L’autre moitié de l’audit consiste à établir la liste de ce qu’il ne faut jamais toucher, pour la transmettre à qui produira le prochain plan de redirections :

-- La liste blanche : toutes les URL natives, toutes langues et boutiques
SELECT m.page, ml.id_shop, ml.id_lang, ml.url_rewrite
FROM ps_meta m
JOIN ps_meta_lang ml ON ml.id_meta = m.id_meta
WHERE ml.url_rewrite != ''
ORDER BY m.page, ml.id_shop, ml.id_lang;

Sur une boutique bilingue, cette requête sort deux fois plus de lignes qu’il n’y a de contrôleurs. C’est précisément le genre de chiffre qu’un prestataire SEO externe n’a aucune raison de connaître avant qu’on le lui donne.

Le garde-fou durable

Supprimer les règles fautives résout l’incident, pas le problème. Rien n’empêche le prochain import d’en recréer.

La protection tient en une règle : refuser toute redirection dont la source correspond à une URL native. Le contrôle se fait au moment de l’import, ou dans le module lui-même s’il est maintenu en interne.

/**
 * Une règle dont la source correspond à une url_rewrite native ne doit
 * jamais être créée : elle rendrait le contrôleur PrestaShop inatteignable.
 */
private function isNativeUrl(string $source): bool
{
    foreach ($this->getNativeRewrites() as $rewrite) {
        if ($rewrite !== '' && str_contains($source, $rewrite)) {
            return true;
        }
    }

    return false;
}

Ce contrôle est peu coûteux et rejette une catégorie entière d’incidents. Il a aussi l’avantage d’être explicite : quand un import refuse une ligne en expliquant pourquoi, la personne qui l’a produite comprend son erreur, ce qui vaut mieux qu’un import silencieux dont personne ne mesure les conséquences.

Trois enseignements

Un fichier de redirections est du code, pas de la donnée. Il mérite la même rigueur qu’un plan de redirections de refonte.
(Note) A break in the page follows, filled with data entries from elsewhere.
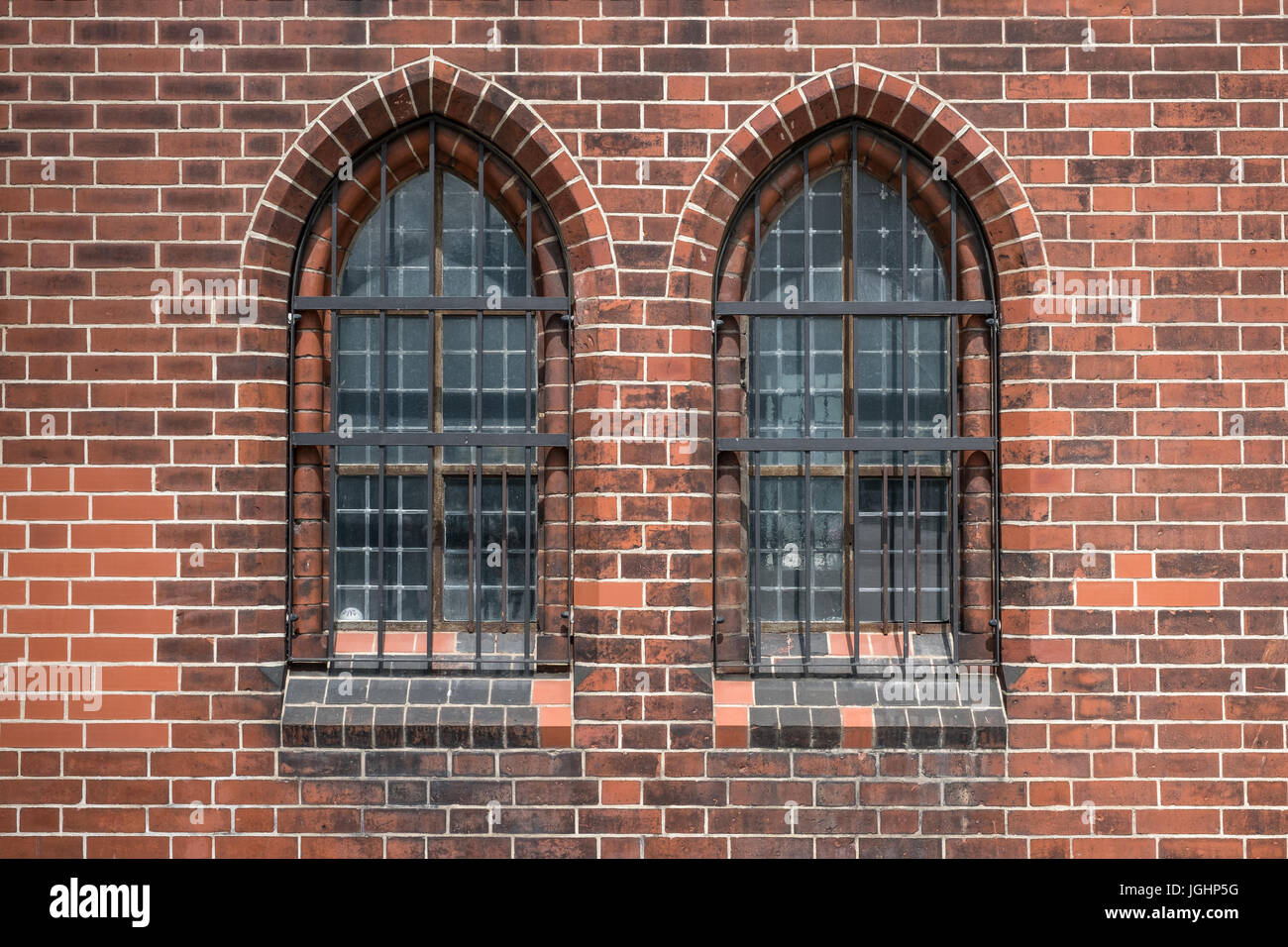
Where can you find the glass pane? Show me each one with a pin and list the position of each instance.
(503, 265)
(880, 379)
(883, 591)
(406, 377)
(782, 253)
(406, 264)
(778, 385)
(406, 540)
(503, 548)
(506, 401)
(781, 556)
Il a autant d’impact qu’une refonte mal préparée sur le référencement. Il modifie le comportement de l’application pour tous les visiteurs. Il mérite le même niveau de revue qu’un déploiement : qui l’a produit, sur quelles règles, et qu’est-ce qui garantit qu’il ne touche pas à des URLs système.
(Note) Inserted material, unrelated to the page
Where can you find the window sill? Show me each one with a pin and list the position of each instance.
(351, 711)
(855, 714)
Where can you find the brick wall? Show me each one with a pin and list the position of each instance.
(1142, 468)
Les mécanismes qui s’exécutent tôt dans le cycle de requête méritent une méfiance particulière. Ils sont prioritaires par conception, donc ils peuvent tout neutraliser. Un module de redirection, une règle de pare-feu applicatif ou un middleware de maintenance ont tous ce pouvoir.

Vérifiez toujours qu’une page répond avant d’enquêter sur ce qu’elle affiche. Ce réflexe a sa place dans toute recette de mise en ligne. C’est deux secondes, et ça oriente toute la suite du diagnostic.